誰にでも起こり得るメンタルヘルスの不調
自分や身近な人が精神的な不調に悩まされたことがなければ、「メンタルヘルス」(精神面における健康のこと)と聞いても他人ごとのように感じるかもしれません。ですが、精神疾患は健康か病気か、0か1かではなく、健康な状態から専門的なケアが必要な状態までひと続きになっていて、様々な状態を含んでいます。統計では、4~5人に1人が生涯になんらかの精神疾患に罹患し※1、その多くは思春期に発症するといわれています※2。実は誰でもかかりうる(罹患しうる)身近な疾患であり、また対処の遅れにより重症化することもあるため、近年、メンタルヘルスは高校の学習指導要領に盛り込まれるなど、学校教育で学ぶこととして取り組みが進んでいます。それほど、誰にとっても自分ごとの問題なのです。
メンタルヘルスケアで重要なのは、不調の予防、不調の早期発見、そして回復を支える環境づくりでしょう。まず、予防はストレス対策。規則正しい生活を送り、十分な睡眠をとる、日頃から自分なりのリフレッシュ方法を用意しておき、ストレスが許容量を超えそうになったらすぐに実行に移す、誰かに不安や悩みを聞いてもらうなどです。いずれも基本的すぎると思われるかもしれませんが、不調の兆しは、その人の心と体と行動に現れます。ですので、異変に早く気づくためにも普段の自分を知る、普段の自分を周囲の人に知っておいてもらうことがとても大切なのです。不調に陥った時、何をすべきか理解しておけば、速やかに専門家や相談窓口を利用するなどの対処につながりやすくなります。また、適切な対処をとることができた経験は、回復するだけでなくその後の成長にもつながる可能性があります。
- ※1 出典:世界精神保健日本調査セカンド http://wmhj2.jp/report/
- ※2 出典: Solmi M, et al. Mol Psychiatry. 2022 Jan;27(1):281-295.
メンタルヘルスについて当たり前に語れる社会に
「今うつ病で…」「元気がなくて」とDMやコメントが届くと、励ますつもりで「大丈夫、上げていこー!」といった感じで返していました。
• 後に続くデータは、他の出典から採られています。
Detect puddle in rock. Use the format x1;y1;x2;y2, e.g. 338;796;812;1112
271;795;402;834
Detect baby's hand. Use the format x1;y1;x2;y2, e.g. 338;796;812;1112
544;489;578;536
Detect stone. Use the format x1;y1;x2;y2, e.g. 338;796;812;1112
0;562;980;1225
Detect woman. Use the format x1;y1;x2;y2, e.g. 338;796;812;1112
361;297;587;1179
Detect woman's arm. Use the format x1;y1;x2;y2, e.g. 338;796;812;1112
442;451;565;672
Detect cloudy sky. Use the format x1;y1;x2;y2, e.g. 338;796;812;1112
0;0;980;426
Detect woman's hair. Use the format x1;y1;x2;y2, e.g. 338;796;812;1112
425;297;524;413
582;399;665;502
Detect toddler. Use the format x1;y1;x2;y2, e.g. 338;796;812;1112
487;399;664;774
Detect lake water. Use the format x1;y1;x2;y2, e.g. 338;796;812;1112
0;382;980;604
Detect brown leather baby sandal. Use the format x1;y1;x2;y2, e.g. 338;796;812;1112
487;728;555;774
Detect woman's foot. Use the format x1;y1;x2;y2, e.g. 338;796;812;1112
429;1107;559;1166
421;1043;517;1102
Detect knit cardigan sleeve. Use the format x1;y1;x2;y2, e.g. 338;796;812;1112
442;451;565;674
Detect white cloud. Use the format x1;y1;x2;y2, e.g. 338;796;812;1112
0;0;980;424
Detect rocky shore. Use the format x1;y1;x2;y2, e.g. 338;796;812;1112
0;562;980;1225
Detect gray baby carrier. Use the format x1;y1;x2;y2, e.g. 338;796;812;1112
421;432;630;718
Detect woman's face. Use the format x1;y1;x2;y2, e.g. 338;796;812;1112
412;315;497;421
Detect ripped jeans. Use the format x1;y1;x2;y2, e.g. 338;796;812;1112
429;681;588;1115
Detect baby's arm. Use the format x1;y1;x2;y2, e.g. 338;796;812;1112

事務所のマネジャーさんに「もう少し慎重になったほうがいいよ」と言われ、きちんと正しい知識を得ようと講習会に参加しました。メンタルの不調は誰にでも起こり得る、だから、不調に早く気づけるよう知識を持っておく。そして、不調を感じたら周囲の人に話を聞いてもらう、早めに心療内科などを受診する。今日は、そうした専門のクリニックも保険診療で受診できると知って安心しました。以前は「忍耐が足りないからだよ」などと言われていたうつ病も、今は治療すべき病気だとみんなが理解しています。だから、今日、自分が学んだこともどんどん発信していくことで、みんなの当たり前にしていけるといいなと思っています。